An Empty Nod to Tort Reform

This piece originally appeared on the website of The American.

In an apparent attempt to sway at least one undecided Republican senator to sign on to his healthcare reform program, the Obama administration announced the initiation of a pilot program on tort reform, which the president alluded to in his recent speech to a joint session of Congress.

The program is not serious. The money provided to states in the program -- up to $3 million per state, spread over three years -- is peanuts in the context of a trillion dollar healthcare reform proposal.

Besides, there are already several large "pilot projects," namely, more than 20 states, including Texas, Missouri, and Illinois, where the enactment of tort reform (in the form of caps on awards for non-economic damages such as pain and suffering) has led to declines in insurance costs and medical expenditures for so-called "defensive medicine."

In his recent address to Congress, President Obama admitted that defensive medicine "may be contributing to unnecessary costs." Tests and even procedures are done to protect the doctor from looking negligent in possible future litigation, even though those practices do little to improve patient health. The costs of defensive medicine have been reliably estimated to range from $80 billion to $200 billion annually. That is a lot of money, even today. The president put the cost of his reform program at approximately $100 billion annually over the next decade. Offsetting those costs by reducing the threat of frivolous litigation could have been a substantial element of his total package -- if he were genuinely interested.

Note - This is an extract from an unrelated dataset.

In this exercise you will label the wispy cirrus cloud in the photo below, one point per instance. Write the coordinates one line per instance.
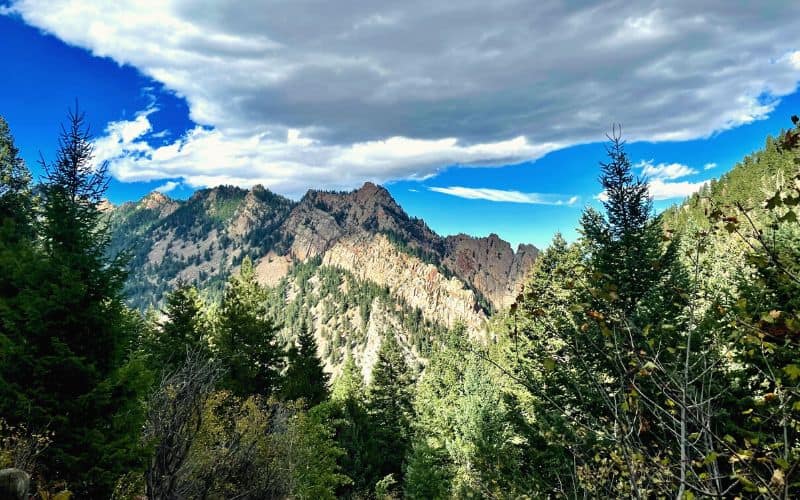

The savings to the healthcare system from tort reform would certainly dwarf those from the worthwhile, but costly, efforts to improve preventive measures. How else is the new health paradigm to be funded? Supposedly by eliminating fraud and waste, as well as better coordination, such as using electronic records. But even the president's supporters acknowledge that the actual cost savings from these efficiencies would be incremental at best.

Our current tort system is not only expensive but reduces access to providers. Doctors have been voting with their feet, by moving in significant numbers from no-cap states to states with award caps. In fact, it can be quite a struggle for a new patient to find an ob-gyn or orthopedist (among other high-premium, high-risk specialties) in states with no caps on non-economic damage awards.

Ideally, the tort system could eventually be moved to state courts designated as special malpractice panels, using as models the workers compensation and vaccine injury courts, with required funding for compensating injured patients coming from interested parties on a no-fault basis.

The current system mainly rewards trial lawyers, not injured patients, and is a major drag on our public health resources. Most injured patients do not sue -- even if negligence was the cause -- and most patients who do sue get nothing. Clever, persuasive lawyers use the system as a lottery, knowing that a piteous patient-plaintiff can become a windfall whether actually maltreated or not. Reasonable caps on non-economic awards would have a chilling effect on such frivolous litigation and squeeze huge savings out of the system, to the benefit of all.